4.   If you need to – confess. If you think the worst has happened – you've missed a deadline and can’t think of a way out. Then tell someone. Today’s is just the next in line of those nightmare cases where lawyers have tried to cover up and been struck off because they were scared to own up. No one was ever struck off for admitting a mistake. Partners, supervisors, insurers will never bite your head off for coming clean. And if they do they shouldn’t be in the job. It also means that it is no longer just your problem. Get it out there and do it as soon as possible. The consequences are less scary than you think and much less stressful than waking up at night or even jeopardising your hard earned career.

5.     
      Get a life. Don’t get sucked into that bubble where your legal world becomes all consuming. Being a lawyer is what you do. It is not who you are. See your work as part of your life but not everything. Develop interests and friends outside the pressure cooker. I support Everton. That can very stressful and cause sleepless nights. But it is something different. I love music and photography. I also waste far too much time on social media!





Monday 3 June 2019

Legal Aid, Red Shirts and why I would rather walk alone!!


Back in 1999, I wrote the Letter of the Week in the New Statesman magazine. This was what you did in the days before Twitter! I was responding to the Labour Lord Chancellor, Lord Irvine’s proposed cuts to Legal Aid. The attacks on legal aid lawyers were relentless.

That was the start of the falling dominos that has led us to the legal aid waste land that we have today. Who would have thought back then, that we would end up with some areas having little or no legal aid lawyers in certain key areas of work such as housing?


Lord Falconer, a close friend and ally of Tony Blair was a key player at that time. He has recently expressed regret for creating the belief that legal aid lawyers ‘had their noses in the trough’.


This is a welcome change of heart. But it is a little bit like Henry VIII saying he wished he had tried conciliation with Anne Boleyn!

At first many of us here hostile to the idea of lawyers working for nothing or supporting legal charities. What we really needed was a properly funded legal aid scheme. But we faced a dilemma. How could we leave people who were threated with losing their homes or livelihoods, to fend for themselves?
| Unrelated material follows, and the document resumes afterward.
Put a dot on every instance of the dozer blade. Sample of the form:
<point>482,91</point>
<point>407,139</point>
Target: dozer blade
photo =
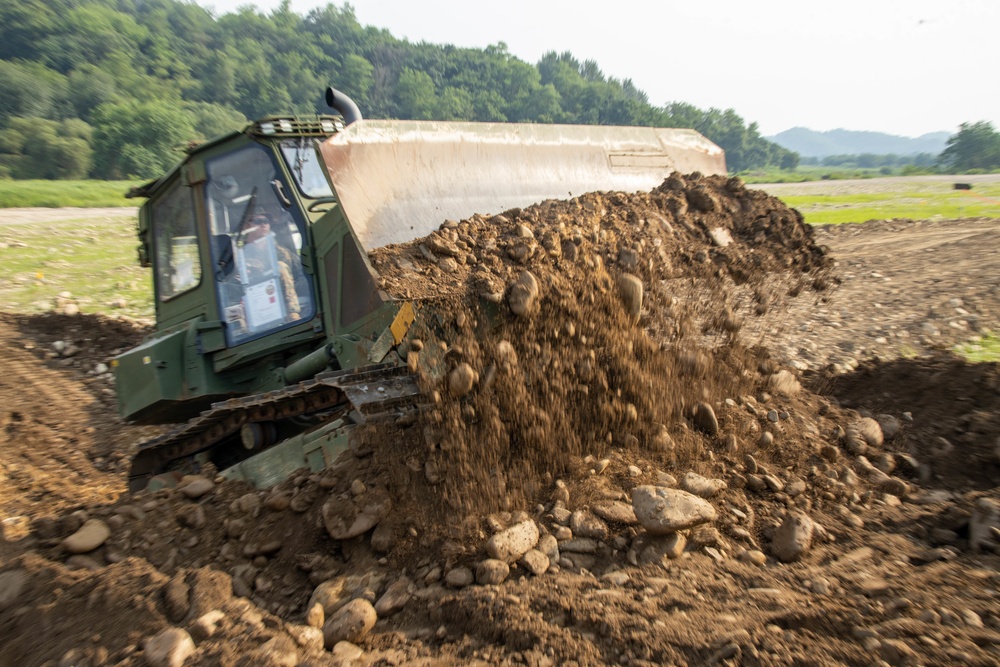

Lawyers had to support agencies providing free advice whilst also campaigning for legal aid.

All of which leads me to the Liverpool Legal Walk on 11th June. This will the 8th walk when a couple of hundred lawyers and others who work in the legal sector will take to the streets of Liverpool. We do this to make a statement about access to justice and to raise funds for providers of free advice.

Desperate times call for desperate measures. This is why I have pledged to do the whole 5k walk in a Liverpool FC shirt just days after their much-publicised Champions League win. As a lifelong Everton fan, this is a big deal and something that I swore that I would never do. But I recklessly said that if my sponsorship went over £500 I would face the ultimate humiliation in the name of access to justice. We crossed that line today and I am now doomed! But it will be worth it if one person gets access to legal help that would otherwise be out of their reach.